Treasury eyes cheaper debt as Treasury bills rates dip

Central Bank of Kenya

The Central Bank of Kenya building in Nairobi. 

Photo credit: File | Nation Media Group

What you need to know:

  • The 364-day T-bills were last recorded at the current low in May 2011.
  • The interbank rate dropped to 1.68 percent on Friday from 2.36 percent the previous day.

The Treasury is eyeing cheaper money from the domestic market after interest rate on short-term securities dipped to a seven-year low following increased liquidity in the money market.

Central Bank of Kenya (CBK) data shows rates for 90,182 and 364-day Treasury bills fell to 6.27 per cent, 6.76 per cent and 7.7 per cent respectively in last week’s auction.

BIDS RECEIVED

The last time they fell this low for the three-month and six-month papers was in July 2013 at 5.76 percent and 6.48 per cent respectively

The 364-day T-bills were last recorded at the current low in May 2011.

In the week’s auction, the CBK received bids worth Sh85.96 billion against an advertised amount of Sh24 billion, representing a performance of 358.2 percent. The government accepted Sh46.22 billion.

Genghis Capital head of securities Kenneth Minjire said the high liquidity in the market had triggered an increased demand from investors and ushered in the lower yields.

The liquidity has also been kept high by the reduction of Cash Reserve Ratio (CRR) to 4.25 percent from 5.25 percent since March, which released Sh35.2 billion for commercial banks to support lending to borrowers during the Covid-19 pandemic.

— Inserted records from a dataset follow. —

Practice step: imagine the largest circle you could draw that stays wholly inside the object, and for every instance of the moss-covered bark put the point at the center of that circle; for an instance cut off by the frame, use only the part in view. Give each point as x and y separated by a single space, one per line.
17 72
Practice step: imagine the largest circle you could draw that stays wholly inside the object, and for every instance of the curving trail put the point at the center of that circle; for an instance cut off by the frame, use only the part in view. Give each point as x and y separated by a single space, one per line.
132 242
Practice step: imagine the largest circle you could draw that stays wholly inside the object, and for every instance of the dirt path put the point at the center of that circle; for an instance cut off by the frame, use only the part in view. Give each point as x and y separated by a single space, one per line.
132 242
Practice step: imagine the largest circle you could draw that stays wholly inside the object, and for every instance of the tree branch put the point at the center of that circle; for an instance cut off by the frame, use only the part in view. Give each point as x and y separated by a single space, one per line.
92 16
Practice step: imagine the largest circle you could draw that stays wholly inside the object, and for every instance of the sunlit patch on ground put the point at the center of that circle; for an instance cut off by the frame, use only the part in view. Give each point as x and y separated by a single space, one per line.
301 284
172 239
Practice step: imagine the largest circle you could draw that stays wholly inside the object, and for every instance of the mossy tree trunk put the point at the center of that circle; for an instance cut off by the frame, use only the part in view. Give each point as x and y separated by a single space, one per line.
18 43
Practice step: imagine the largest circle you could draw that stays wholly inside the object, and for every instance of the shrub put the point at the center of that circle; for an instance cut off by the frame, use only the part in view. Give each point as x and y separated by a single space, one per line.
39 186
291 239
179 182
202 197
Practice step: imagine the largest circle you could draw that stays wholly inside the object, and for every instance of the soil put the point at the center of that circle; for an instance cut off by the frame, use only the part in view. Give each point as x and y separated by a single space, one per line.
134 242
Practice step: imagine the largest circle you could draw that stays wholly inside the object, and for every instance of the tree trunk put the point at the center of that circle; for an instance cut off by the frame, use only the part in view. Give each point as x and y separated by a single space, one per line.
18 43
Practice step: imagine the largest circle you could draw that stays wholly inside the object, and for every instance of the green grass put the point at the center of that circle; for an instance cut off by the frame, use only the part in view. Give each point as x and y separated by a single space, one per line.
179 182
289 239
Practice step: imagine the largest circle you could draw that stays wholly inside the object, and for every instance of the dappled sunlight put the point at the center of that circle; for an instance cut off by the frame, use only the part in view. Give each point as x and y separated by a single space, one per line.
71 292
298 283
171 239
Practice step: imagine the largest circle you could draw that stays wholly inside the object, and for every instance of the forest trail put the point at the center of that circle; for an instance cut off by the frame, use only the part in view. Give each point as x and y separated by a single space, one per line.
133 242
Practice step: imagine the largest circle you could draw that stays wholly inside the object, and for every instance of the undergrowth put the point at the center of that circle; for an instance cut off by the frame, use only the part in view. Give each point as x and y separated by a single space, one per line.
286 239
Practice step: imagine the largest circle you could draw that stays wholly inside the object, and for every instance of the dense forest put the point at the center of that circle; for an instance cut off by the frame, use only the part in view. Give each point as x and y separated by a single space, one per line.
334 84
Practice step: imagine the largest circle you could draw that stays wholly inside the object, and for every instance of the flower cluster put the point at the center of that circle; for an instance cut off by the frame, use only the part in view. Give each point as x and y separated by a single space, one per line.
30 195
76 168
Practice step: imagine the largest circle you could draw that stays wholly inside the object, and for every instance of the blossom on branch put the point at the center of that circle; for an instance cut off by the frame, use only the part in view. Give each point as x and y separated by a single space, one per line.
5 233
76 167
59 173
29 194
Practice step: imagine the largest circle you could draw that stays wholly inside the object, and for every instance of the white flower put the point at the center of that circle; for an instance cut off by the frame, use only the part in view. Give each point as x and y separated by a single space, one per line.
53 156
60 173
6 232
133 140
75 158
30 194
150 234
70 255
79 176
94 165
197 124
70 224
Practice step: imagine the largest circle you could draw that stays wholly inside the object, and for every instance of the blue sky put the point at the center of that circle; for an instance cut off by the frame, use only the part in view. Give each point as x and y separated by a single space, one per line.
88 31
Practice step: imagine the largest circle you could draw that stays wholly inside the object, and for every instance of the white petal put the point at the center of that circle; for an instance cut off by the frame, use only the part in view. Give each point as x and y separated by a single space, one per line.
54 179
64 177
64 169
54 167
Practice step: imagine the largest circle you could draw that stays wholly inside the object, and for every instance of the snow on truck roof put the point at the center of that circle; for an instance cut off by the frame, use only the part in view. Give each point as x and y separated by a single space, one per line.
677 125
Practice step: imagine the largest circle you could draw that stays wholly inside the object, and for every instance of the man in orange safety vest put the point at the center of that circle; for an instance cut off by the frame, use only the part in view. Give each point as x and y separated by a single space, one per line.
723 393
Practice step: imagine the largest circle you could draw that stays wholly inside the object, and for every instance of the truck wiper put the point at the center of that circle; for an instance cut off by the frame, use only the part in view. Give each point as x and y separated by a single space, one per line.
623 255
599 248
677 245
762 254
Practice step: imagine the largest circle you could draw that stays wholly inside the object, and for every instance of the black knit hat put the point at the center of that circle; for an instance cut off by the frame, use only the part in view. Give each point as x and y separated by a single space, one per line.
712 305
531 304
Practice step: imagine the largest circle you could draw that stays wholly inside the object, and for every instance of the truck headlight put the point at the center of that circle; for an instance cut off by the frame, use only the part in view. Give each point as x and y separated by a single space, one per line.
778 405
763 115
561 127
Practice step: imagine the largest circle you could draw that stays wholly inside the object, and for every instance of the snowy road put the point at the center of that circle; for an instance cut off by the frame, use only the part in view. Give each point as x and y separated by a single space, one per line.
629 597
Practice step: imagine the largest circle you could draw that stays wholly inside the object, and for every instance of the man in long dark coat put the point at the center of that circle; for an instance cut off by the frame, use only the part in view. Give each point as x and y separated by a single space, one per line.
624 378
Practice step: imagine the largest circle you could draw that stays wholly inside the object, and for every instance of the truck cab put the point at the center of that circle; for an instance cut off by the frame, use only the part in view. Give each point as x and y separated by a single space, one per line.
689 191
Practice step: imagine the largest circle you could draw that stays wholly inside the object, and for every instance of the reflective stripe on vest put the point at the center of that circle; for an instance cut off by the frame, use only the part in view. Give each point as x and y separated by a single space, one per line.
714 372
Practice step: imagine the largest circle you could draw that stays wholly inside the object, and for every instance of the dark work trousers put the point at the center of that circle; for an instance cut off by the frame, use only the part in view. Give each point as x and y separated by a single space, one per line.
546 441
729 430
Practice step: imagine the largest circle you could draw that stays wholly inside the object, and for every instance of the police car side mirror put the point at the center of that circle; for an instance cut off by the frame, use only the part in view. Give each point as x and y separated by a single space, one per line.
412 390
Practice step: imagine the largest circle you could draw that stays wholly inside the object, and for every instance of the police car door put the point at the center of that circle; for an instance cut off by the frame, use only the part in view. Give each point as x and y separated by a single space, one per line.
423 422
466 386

Reports show that commercial banks’ excess reserves stood at Sh29.8 billion in relation to the 4.25 percent CRR last week.

The interbank rate dropped to 1.68 percent on Friday from 2.36 percent the previous day.

INVESTOR RUSH

“The downward trajectory in the interest rates is expected to continue because of the increased money in the market, which happens toward the end of fiscal year where there is more spending by government entities and banking institutions among other investors,” Mr Minjire said.

He added that the government will be benefiting for the next few months from the rush by the investors as returns on other investment avenues remain low.

“The stock market has been subdued and investors want to stay near cash-out possibilities because yields will be higher hopefully by towards the end of the year.

“The fixed income market will start to earn better yields,” he said.